„Eine Art Sustainable Valley kreieren“
Die Universität als Zukunftswerkstatt: Ein wissenschaftliches Zentrum für Nachhaltigkeit und 17 neue Professuren richten die Uni auf kommende Herausforderungen aus und machen die Stadt Kassel lebendiger und internationaler.
In Studiengängen wie Regenerative Energien und Energieeffizienz“, „Nachhaltiges Wirtschaften“, „Ökologische Agrarwirtschaft“, „Wind Energy Systems“ und „Umweltingenieurswesen“ ist die Uni Kassel im Bereich Nachhaltigkeit bereits breit aufgestellt. Um die bestehenden Kompetenzen zu bündeln und in Forschung und Lehre mit gutem Beispiel in Richtung einer nachhaltigen Entwicklung voranzugehen, baut die Hochschulleitung ein Nachhaltigkeitszentrum auf.
Möglich wurde dieser Schritt unter anderem durch ein Programm der hessischen Landesregierung, mit dem 300 neue Professuren in Hessen eingerichtet werden. Auf Initiative des Präsidiums unter dem damaligen Präsidenten Prof. Dr. Reiner Finkeldey beschloss der Senat am 10. Juni 2020, mit den zusätzliche Professuren dieses Zentrum aufzubauen.

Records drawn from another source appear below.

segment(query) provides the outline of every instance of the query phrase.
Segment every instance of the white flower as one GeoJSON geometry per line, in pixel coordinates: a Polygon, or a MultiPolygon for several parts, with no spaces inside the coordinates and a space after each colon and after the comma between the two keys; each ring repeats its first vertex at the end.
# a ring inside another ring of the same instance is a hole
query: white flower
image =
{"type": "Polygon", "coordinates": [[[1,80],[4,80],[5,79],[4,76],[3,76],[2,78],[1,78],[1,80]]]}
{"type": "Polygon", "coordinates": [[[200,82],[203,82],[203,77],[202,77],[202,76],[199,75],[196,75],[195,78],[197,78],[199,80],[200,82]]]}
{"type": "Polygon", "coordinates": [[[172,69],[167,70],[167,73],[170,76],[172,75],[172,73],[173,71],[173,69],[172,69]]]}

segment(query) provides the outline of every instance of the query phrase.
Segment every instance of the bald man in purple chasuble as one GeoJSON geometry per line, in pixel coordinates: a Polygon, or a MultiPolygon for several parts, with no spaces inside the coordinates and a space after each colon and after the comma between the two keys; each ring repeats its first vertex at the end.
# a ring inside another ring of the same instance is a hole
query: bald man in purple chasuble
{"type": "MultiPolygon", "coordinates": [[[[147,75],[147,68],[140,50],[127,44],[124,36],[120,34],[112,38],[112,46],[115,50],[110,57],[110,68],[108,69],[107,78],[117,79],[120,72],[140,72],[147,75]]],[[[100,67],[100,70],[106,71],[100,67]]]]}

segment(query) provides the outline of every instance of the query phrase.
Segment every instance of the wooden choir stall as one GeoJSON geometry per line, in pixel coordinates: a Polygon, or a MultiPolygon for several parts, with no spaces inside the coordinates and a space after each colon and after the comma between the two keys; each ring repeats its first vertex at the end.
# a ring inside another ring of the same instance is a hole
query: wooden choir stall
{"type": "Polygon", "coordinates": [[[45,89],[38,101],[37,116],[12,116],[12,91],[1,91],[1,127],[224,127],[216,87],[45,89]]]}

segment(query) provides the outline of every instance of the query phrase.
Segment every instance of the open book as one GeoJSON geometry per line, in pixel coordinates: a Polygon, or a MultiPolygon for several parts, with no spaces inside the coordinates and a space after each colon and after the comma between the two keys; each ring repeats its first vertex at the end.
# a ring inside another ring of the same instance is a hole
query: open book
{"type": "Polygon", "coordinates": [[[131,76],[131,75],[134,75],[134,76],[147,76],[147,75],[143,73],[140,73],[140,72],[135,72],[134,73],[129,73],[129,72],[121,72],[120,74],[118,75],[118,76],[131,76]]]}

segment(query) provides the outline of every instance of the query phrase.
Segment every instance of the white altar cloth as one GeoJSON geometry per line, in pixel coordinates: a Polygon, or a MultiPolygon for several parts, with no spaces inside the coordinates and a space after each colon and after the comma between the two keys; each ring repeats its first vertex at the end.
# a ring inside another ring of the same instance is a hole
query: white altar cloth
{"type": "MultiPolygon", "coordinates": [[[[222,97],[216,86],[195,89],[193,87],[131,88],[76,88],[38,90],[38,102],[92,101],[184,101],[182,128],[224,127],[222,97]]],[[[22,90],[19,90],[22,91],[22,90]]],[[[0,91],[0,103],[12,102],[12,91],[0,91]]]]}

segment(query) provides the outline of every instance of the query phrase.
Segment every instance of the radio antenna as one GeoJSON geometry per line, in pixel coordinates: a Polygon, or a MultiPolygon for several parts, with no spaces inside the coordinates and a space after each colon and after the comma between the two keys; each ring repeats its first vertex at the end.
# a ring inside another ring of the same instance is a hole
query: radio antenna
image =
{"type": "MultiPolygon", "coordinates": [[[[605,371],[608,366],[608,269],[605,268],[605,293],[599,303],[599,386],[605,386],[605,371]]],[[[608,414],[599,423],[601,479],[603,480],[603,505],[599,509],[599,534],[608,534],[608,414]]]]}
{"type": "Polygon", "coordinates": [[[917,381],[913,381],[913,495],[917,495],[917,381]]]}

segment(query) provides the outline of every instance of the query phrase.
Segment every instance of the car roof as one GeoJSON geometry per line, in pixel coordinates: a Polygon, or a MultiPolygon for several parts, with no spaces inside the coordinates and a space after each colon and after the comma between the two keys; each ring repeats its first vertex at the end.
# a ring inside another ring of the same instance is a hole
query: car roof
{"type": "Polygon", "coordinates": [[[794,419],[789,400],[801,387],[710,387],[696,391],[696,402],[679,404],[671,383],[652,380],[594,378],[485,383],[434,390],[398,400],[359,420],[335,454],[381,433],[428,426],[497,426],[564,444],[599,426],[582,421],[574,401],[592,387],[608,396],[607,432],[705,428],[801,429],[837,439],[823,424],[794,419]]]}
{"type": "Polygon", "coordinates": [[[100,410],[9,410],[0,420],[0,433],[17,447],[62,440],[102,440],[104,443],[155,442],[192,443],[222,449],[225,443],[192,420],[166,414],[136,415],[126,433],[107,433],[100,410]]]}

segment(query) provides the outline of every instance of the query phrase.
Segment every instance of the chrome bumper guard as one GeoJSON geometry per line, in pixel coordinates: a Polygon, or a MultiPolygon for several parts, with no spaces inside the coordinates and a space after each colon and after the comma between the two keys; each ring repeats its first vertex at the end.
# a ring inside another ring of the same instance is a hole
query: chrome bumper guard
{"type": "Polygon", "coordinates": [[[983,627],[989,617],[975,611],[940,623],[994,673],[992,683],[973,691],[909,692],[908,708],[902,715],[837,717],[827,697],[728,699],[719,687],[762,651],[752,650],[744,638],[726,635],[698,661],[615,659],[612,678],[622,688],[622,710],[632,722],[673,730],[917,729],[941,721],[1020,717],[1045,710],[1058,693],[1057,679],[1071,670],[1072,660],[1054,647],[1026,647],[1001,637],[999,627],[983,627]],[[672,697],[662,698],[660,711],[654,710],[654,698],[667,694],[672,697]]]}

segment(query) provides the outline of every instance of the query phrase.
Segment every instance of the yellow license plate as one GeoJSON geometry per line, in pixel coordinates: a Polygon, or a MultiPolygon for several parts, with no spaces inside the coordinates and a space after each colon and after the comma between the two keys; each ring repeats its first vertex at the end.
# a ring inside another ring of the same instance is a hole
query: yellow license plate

Zu der Idee inspiriert hatte Finkeldey auch die „Fridays for Future“ Bewegung und die damit verbundene Notwendigkeit jungen motivierten Menschen eine Perspektive für ihr Studium mit mehr Nachhaltigkeitsschwerpunkten geben zu können. Auch die Stadt Kassel profitiert dann vom Engagement der Studierenden, die gewillt sind, globale Perspektiven in lokale und regionale Kontexte zu bringen. Nachhaltigkeit sei aber eine Aufgabe nicht nur für Forschung und Lehre ist Prof. Dr. Ute Clement überzeugt, die seit dem 1. Oktober amtierende, neue Uni-Präsidentin ist. Ihr ist es ebenso wichtig, wissenschaftliche Erkenntnisse in die Region zu transportieren. „Die Idee ist es, eine Art „Sustainable Valley“ zu kreieren. Stadt und Region sollen Anstöße im Bereich Nachhaltigkeit bekommen und umgekehrt an uns ihre Vorstellungen und Impulse herantragen. Die Uni kann damit einen wichtigen Beitrag für die nachhaltige Entwicklung Nordhessens leisten.“
Nachhaltig Wissen schaffen
Seit 2015 war Ute Clement Vizepräsidentin der Universität Kassel und zuständig unter anderem für die Graduiertenförderung. Ihre Forschungsschwerpunkte liegen in der internationalen Berufsbildung, der Armutsbekämpfung, der Gestaltung von Ausbildungsbeziehungen in Betrieb und Schule in Ländern des globalen Südens, insbesondere in Lateinamerika. Nachhaltigkeit ist für sie schon lange ein bedeutendes Thema. „Wir müssen etwas tun und jeder und jede hat die Aufgabe, einen Beitrag zu einer nachhaltigen Entwicklung zu leisten. Als Universität liegt dieser in der Forschung, aber ich in der Weitergabe unseres Wissens und in der Ausbildung qualifizierter Studierender, die Veränderungen auf allen Ebenen bewirken können.“
Ute Clement ist auch Vorsitzende des Gründungsdirektoriums für das neue Nachhaltigkeitszentrum. Die wichtigste Aufgabe liegt zunächst in der Besetzung von vier Kernprofessuren bis zum nächsten Jahr. Soweit drei von den vier Stellen besetzt sind, wird das Gründungsdirektorium aufgelöst und die Arbeitsphase beginnt. Die Professuren sind international ausgeschrieben und für Forschende aus verschiedenen Gründen besonders attraktiv. „Die Möglichkeit an der Errichtung eines Nachhaltigkeitszentrums beteiligt zu sein und die Richtung vorzugeben zieht Professorinnen und Professoren auf der ganzen Welt an“, berichtet Ute Clement.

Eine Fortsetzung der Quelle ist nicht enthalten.